Usage Limit: ChatGPT Plus offers approximately 50 messages per 3 hours (for the 8K model); API usage has rate limits by token quota.
API Availability: Yes.
Prompt Engineering Tips: Use system/context messages to set roles (e.g., “You are a helpful analyst…”). Take advantage of multimodal input by including relevant images or diagrams. For code, prompting with comments describing the task improves accuracy. Utilize the model’s “thought summary” feature (if enabled) to have it explain its reasoning.

GPT-4.1 Family

Capabilities: Represents a significant step forward from GPT-4o in capabilities across coding, instruction following, and long context. It is highly steerable and responsive to well-specified prompts. It's noted as a great place to build agentic workflows and achieves state-of-the-art performance for non-reasoning models on SWE-bench Verified.
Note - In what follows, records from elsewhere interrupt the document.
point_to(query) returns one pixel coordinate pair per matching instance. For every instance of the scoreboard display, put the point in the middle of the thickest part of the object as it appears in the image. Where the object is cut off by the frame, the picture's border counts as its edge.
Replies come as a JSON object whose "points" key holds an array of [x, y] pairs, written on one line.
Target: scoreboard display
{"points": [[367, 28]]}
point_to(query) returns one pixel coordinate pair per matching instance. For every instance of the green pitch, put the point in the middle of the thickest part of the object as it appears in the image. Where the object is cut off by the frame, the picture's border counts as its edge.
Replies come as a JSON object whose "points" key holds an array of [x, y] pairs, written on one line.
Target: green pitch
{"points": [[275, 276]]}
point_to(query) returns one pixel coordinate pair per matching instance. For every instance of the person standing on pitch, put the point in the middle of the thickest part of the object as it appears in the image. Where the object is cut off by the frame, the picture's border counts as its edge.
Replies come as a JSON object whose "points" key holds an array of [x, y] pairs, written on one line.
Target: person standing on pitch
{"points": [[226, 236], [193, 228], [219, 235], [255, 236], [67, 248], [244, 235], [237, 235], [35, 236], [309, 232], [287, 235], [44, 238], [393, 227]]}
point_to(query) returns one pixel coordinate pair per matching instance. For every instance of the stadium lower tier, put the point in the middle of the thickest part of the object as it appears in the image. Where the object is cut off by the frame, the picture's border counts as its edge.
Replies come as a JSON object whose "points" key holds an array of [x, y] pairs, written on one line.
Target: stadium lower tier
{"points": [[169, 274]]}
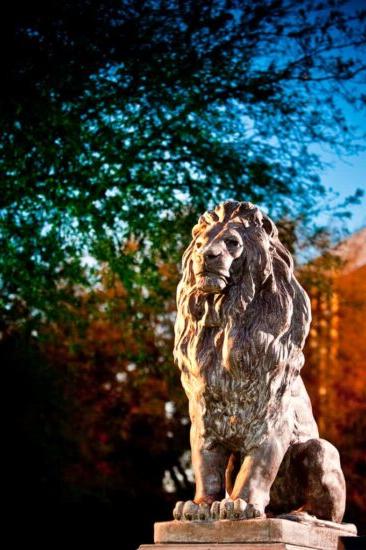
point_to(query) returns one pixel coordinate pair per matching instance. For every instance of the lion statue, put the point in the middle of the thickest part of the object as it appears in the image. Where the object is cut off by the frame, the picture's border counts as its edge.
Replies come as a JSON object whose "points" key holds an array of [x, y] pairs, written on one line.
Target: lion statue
{"points": [[241, 325]]}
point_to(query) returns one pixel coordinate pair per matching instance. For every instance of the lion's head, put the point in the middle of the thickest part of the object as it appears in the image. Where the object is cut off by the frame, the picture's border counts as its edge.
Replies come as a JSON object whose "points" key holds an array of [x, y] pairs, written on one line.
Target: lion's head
{"points": [[237, 273], [225, 239]]}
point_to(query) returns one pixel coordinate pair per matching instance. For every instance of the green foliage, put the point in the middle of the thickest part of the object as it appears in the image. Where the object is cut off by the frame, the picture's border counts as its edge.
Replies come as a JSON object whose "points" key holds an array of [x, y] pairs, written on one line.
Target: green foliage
{"points": [[126, 119]]}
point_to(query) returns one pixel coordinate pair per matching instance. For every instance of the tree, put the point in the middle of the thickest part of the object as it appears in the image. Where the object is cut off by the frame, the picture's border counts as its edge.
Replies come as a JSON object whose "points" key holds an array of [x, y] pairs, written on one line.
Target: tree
{"points": [[122, 120]]}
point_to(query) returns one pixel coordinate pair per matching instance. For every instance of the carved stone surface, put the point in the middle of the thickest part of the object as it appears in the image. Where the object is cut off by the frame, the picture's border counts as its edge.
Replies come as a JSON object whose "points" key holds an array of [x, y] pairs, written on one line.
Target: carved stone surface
{"points": [[242, 322], [255, 531]]}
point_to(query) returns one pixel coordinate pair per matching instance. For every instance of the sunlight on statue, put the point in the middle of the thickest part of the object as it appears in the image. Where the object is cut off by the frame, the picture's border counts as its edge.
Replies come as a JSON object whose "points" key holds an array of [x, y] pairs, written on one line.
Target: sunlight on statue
{"points": [[242, 322]]}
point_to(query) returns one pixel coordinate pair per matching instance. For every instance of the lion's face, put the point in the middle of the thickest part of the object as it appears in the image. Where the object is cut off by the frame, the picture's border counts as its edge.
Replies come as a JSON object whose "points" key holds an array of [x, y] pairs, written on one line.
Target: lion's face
{"points": [[216, 255]]}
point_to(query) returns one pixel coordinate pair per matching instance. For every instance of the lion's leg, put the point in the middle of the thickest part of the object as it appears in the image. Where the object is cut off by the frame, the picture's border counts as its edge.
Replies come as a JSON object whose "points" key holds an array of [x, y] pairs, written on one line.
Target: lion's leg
{"points": [[317, 463], [257, 474], [209, 465]]}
GPT-4.1 has undergone more training on effectively utilizing tools passed as arguments in an OpenAI API request. It demonstrates outstanding instruction-following performance.
Prompt Engineering Tips: Many typical best practices still apply, such as providing context examples, making instructions as specific and clear as possible, and inducing planning via prompting to maximize model intelligence. Getting the most out of this model may require some prompt migration as it is trained to follow instructions more closely and literally than predecessors; a single sentence unequivocally clarifying desired behavior is almost always sufficient to steer the model.

For agentic workflows, include three key types of reminders: Persistence (keep going until the query is completely resolved), Reflectivity (MUST plan extensively before each function call, and reflect extensively on outcomes), and Adherence (reminders to follow instructions).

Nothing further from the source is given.